The second method for constructing larger molecules from smaller ones involves neutral-radical reactions that can occur within the gas in an interstellar cloud. For example, in 2006, the scientists discovered acetamide (CH3CONH2), which can be formed when a previously-discovered neutral molecule called formamide (HCONH2) combines with radicals such as CH2 and CH3, also previously discovered. Acetamide is particularly interesting because it contains a peptide bond which is the means for linking amino acids together to form proteins.
Once interstellar molecules are ejected from dust grains into the gas phase, presumably by shock waves, they are free to rotate end-over-end. As gas molecules change their rotational modes, they can emit or absorb radiation at precise radio frequencies, called transitions that are unique to each type of molecule. By detecting several rotational transitions, astronomers can unambiguously identify a specific interstellar molecule.
"It is important to note that likely interstellar molecule candidates are first studied in gas-phase laboratory experiments so that transition frequencies are known in advance of an interstellar experiment," said Frank Lovas of the National Institute of Standards and Technology.

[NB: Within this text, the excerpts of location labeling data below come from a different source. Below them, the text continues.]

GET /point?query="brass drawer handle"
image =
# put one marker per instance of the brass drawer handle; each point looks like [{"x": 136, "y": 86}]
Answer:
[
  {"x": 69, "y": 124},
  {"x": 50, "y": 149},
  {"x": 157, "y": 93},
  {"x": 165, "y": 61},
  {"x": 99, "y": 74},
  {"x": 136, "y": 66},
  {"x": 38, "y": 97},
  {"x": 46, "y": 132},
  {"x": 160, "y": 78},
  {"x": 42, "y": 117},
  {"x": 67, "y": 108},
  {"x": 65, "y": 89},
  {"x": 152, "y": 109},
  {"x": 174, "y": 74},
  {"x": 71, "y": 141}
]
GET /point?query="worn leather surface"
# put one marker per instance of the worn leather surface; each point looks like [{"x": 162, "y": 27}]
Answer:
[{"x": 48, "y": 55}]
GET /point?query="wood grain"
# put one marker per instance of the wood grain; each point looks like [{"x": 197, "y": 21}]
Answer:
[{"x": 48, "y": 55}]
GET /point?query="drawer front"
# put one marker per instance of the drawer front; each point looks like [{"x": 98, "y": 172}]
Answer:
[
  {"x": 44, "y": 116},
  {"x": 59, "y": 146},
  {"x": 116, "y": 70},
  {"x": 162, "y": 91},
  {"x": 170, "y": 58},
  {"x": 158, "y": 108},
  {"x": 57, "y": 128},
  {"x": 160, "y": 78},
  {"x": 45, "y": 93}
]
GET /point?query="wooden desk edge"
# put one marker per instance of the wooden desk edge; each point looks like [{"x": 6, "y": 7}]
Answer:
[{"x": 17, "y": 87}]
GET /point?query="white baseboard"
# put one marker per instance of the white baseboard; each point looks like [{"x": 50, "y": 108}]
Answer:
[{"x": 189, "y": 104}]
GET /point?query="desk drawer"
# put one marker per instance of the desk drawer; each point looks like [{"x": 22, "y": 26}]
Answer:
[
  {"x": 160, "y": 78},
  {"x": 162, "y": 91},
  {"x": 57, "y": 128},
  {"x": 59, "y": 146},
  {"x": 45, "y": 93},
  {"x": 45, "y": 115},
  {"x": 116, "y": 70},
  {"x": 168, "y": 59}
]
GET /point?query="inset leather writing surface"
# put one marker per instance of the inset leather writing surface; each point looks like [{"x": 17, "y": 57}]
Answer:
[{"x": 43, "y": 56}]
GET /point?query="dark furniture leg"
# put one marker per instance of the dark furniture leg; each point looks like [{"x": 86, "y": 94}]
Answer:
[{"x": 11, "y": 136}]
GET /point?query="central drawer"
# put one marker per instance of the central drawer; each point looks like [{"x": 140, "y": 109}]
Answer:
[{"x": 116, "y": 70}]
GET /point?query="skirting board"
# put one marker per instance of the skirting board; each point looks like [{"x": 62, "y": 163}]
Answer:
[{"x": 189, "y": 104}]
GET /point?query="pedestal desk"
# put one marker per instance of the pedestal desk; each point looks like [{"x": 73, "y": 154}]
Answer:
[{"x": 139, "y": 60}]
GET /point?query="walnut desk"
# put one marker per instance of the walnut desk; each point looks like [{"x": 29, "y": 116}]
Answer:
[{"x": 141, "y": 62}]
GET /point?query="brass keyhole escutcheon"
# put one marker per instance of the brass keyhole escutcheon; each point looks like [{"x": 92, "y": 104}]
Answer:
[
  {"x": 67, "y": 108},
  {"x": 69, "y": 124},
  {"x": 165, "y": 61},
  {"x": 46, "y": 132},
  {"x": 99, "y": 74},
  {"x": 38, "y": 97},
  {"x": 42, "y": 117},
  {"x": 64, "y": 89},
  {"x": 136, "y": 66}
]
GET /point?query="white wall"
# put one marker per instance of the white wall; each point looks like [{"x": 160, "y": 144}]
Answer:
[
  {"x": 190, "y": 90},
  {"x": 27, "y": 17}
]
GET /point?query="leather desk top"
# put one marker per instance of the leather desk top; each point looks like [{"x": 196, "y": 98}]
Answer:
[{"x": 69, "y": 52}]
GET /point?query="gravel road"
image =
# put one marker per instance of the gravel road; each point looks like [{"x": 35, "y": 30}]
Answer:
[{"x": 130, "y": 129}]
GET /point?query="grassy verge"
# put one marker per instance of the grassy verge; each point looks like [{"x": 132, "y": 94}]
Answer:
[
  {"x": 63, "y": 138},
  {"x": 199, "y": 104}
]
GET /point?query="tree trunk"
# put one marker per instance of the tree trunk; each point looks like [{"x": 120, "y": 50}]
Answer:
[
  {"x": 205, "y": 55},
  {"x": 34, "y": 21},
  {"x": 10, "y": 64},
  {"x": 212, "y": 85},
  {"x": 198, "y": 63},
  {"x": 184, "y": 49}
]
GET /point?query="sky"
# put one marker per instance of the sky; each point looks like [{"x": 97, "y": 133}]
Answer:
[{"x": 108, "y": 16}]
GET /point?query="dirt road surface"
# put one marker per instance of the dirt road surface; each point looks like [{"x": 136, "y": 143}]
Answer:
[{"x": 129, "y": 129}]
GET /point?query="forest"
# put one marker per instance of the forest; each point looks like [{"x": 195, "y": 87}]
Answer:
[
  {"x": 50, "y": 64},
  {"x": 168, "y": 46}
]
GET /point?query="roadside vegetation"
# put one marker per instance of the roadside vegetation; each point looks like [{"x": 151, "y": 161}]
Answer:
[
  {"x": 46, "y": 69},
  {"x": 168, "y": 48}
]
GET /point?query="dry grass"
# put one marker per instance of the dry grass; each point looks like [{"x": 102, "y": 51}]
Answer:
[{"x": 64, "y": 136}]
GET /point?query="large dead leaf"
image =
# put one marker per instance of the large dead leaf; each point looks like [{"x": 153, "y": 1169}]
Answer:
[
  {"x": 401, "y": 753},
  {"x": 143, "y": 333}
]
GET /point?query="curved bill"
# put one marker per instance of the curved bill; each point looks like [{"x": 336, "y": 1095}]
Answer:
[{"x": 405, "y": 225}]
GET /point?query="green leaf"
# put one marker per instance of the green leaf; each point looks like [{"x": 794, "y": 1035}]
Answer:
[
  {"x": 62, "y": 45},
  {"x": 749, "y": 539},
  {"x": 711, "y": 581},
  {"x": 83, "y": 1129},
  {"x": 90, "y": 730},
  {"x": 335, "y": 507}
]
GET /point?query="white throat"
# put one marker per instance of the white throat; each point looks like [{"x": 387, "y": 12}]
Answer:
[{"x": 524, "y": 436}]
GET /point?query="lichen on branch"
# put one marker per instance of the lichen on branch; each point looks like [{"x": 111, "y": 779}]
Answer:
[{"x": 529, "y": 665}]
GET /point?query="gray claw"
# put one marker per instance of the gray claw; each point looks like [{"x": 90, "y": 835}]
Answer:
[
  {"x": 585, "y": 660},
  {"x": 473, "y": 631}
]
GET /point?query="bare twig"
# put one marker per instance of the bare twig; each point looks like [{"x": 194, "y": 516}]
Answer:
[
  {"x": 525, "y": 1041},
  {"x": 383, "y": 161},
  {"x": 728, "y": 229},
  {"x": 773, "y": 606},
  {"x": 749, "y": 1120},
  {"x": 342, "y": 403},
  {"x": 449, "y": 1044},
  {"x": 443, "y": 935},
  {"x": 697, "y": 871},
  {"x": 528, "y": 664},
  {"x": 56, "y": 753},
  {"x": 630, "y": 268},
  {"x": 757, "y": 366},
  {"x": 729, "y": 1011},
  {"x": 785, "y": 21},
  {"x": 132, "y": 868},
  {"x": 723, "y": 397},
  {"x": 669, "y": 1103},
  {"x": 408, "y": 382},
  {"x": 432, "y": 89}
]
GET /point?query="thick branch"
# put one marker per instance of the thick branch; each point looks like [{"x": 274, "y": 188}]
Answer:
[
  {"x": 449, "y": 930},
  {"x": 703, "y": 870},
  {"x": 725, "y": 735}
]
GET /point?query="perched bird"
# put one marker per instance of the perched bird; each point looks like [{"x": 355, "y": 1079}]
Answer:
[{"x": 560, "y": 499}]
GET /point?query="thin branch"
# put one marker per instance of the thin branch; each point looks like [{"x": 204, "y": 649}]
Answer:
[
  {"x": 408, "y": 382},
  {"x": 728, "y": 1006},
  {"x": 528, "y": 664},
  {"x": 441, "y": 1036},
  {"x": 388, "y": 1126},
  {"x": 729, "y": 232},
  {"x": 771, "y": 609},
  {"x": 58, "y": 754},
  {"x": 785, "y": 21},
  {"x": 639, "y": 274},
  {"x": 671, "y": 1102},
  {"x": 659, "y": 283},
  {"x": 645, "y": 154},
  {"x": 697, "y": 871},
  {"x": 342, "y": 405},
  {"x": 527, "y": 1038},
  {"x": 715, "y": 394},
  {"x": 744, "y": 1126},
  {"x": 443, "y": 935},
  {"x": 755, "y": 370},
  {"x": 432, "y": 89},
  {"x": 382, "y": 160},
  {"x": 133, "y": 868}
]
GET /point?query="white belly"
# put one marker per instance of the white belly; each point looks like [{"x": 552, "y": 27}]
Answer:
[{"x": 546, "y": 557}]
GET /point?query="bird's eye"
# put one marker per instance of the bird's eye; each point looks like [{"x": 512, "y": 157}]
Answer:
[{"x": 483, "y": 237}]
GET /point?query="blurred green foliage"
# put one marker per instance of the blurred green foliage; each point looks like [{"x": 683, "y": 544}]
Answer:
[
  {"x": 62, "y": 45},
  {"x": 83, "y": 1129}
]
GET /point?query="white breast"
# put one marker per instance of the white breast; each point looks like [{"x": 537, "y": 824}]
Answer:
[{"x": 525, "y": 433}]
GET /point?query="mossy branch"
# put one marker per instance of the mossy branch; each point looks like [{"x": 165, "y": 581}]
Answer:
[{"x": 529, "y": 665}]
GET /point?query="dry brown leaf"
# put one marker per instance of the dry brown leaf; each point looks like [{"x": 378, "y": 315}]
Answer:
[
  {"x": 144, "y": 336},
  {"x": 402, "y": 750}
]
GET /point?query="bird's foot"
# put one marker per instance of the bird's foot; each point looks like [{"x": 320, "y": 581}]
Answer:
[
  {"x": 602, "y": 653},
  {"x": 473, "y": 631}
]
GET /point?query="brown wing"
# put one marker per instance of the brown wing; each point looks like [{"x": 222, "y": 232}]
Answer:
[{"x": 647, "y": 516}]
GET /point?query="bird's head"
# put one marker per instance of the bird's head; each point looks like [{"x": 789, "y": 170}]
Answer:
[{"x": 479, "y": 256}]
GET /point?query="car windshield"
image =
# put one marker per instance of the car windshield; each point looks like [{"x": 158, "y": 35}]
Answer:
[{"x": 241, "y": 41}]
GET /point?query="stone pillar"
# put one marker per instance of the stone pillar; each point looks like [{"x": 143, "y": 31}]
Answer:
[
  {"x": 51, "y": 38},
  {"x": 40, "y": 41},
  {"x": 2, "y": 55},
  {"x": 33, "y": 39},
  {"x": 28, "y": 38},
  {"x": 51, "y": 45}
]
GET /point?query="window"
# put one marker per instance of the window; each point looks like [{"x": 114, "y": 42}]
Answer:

Along the line of sight from the interstellar cloud to the telescope, thousands of billions of molecules undergo the exact same transition, producing a signal strong enough to be detected by sensitive equipment. For this type of work, the GBT is the world's most sensitive tool that can be accurately pointed and track astronomical objects.
In addition to Hollis, Jewell, Remijan, and Lovas, the research team included Lewis Snyder of the University of Illinois; Harald Mollendal of the University of Oslo, Norway; Vadim Ilyushin of the Institute of Radio Astronomy of the National Academy of Sciences of the Ukraine; and Isabell Kleiner of the Universite Paris, France. The astronomers' reports on their results appeared in 8 separate editions of the Astrophysical Journal.